Well, the ceiling is still there, and is as dramatic as ever. So, as a matter of fact, is the food.
Amanda and I were both hungry, so we chose to split a starter of a Caesar salad ($12.00). It was one of the few we could agree on, as Amanda is a vegetarian and I am not. I was surprised and pleased that the restaurant divided the salad amongst two plates for us, as opposed to presenting us with one unruly pile of Romaine leaves to fight over. The salad, while not particularly noteworthy, was light and crisp — very refreshing on a humid evening.

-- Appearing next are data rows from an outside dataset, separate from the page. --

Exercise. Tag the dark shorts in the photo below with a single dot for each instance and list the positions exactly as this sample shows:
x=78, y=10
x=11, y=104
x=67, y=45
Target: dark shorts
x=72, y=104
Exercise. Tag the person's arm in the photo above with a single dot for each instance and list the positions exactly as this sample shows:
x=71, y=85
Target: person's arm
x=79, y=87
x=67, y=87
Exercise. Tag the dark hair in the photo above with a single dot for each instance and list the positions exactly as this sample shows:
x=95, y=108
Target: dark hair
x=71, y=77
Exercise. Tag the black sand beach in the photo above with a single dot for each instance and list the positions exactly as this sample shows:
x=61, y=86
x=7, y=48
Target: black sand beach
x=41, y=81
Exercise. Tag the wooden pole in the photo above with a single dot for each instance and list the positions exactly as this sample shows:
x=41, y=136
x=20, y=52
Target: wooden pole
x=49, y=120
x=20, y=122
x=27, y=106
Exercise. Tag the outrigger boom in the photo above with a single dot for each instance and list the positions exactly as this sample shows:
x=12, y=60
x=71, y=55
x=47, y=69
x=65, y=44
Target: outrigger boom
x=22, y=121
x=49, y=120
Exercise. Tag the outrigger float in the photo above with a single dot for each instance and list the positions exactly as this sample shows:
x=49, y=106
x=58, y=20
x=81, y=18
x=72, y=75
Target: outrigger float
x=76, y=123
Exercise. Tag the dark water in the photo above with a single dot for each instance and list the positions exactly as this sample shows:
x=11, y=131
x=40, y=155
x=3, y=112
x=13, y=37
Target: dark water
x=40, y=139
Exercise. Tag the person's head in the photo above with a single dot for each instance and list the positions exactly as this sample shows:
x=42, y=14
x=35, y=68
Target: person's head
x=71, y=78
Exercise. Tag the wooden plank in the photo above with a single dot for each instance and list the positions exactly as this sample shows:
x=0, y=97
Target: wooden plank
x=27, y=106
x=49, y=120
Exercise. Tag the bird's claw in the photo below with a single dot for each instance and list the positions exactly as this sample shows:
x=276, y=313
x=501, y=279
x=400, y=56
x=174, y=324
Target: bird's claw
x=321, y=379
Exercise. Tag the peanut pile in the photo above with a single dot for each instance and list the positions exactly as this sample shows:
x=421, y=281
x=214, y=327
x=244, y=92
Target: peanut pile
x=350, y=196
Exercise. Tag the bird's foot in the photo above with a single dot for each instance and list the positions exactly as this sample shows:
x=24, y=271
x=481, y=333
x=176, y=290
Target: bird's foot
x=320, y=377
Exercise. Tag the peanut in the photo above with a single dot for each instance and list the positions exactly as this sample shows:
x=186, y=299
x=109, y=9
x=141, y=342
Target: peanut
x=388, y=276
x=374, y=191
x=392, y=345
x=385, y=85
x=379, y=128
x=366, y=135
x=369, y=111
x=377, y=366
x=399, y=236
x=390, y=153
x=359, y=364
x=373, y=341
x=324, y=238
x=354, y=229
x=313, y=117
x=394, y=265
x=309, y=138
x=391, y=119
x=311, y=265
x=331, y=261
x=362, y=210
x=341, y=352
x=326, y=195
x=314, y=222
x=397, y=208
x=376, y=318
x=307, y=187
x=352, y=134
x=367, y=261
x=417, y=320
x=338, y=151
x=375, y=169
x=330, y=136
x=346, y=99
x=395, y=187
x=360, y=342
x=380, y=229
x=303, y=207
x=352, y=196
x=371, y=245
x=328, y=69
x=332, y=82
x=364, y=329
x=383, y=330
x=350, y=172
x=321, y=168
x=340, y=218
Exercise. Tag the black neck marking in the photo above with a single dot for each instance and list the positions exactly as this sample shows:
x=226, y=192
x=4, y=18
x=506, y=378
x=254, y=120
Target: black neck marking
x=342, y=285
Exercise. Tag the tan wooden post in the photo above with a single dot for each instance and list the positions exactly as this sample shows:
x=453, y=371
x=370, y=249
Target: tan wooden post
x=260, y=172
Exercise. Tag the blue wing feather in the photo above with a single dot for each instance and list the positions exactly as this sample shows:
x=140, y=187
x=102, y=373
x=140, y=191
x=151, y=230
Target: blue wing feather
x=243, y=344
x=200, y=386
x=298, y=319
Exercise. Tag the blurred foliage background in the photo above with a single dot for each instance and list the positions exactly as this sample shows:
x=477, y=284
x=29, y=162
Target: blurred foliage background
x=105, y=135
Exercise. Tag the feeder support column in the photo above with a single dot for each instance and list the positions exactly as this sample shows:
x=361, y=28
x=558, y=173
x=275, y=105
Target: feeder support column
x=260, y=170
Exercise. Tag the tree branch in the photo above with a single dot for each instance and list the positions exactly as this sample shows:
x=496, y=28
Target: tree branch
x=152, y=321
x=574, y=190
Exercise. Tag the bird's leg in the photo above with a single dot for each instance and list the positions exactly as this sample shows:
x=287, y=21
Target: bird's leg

For my entrée, I selected a spinach and mascarpone ravioli ($19.00). Served with crème frâiche and minced parsley, it was surprisingly delicious. I never would have imagined that such luscious flavor could have been teased from such ingredients. The spinach was amazingly rich, and the dish’s sauce was citrusy and decadent. In spite of all of this, none of it felt the least bit heavy. In fact, it turned out to be the perfect amount of food, though I’ve got to say that if it were acceptable to lick a plate clean in public, I would have loved to have gotten every drop of that sauce.
The next time I go to Teatro, you can bet I’m ordering that ravioli again. In fact, I might even see if I can tease a few tidbits about its ingredients out of the members of the waitstaff. I’ll let you know if I learn anything new.
(Now, I have to acknowledge these pictures. I know they are terrible, and for that I apologize. I had forgotten to charge my camera’s battery, and was not going to take any photographs at all until Amanda reminded me that I could use my cell. It’s something I always forget about since I rarely, if ever, use that feature on my already too-complicated phone.)